Sister Jacinta is a lovely and warm person in whom we didn’t mind confiding our little secret. There’s just something about a nun that compels you to bear all. It almost felt therapeutic to finally tell someone of our news. We spent an hour in her company and thoroughly enjoyed ourselves. She is an old woman, much older than I had expected in fact, but had a very sharp mind and keen intellect. She and her sister, Mary, share a lot in common in that they are bother very caring and warm-hearted people.
We bid farewell to Sister Jacinta and went back into town again. We’d past a few bookshops whilst in town and both of us gravitated towards the family and maternity section to browse the books there. We went back to pick out a few and have spent much of the rest of the day back in our hostel reading through them all. It suddenly feels like our lives are moving towards being all about Sandy’s pregnancy as opposed to our travels. I’ve heard people say that having children changes your lives drastically and also it means that many things will be out of your reach from that point onwards. This is often qualified by stating that having children changes your perspective on life to the extent that those things that become out of reach are no longer considered as relevant or important anymore anyway.
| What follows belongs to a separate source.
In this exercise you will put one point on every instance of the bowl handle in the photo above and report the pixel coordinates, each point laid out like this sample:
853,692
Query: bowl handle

Could we be seeing this change in mind-set in the two of us already? Perhaps I will come back to that point in the days and weeks to come to see if it is true.
We cooked and ate a light meal this evening and spent the rest of the time sitting in the lounge and reading through all the new books we purchased today. They are very good books and seem to be agreeing on most issues. One thing that has become evident has been that all the signs of pregnancy have been there over the past couple of weeks. Neither of us, however, put two and two together until Sandy took the pregnancy test back in Atherton. Now that we have educated ourselves a bit more on the subject, it seems so highly unlikely that we missed it to begin with. Perhaps we were just having too much fun travelling.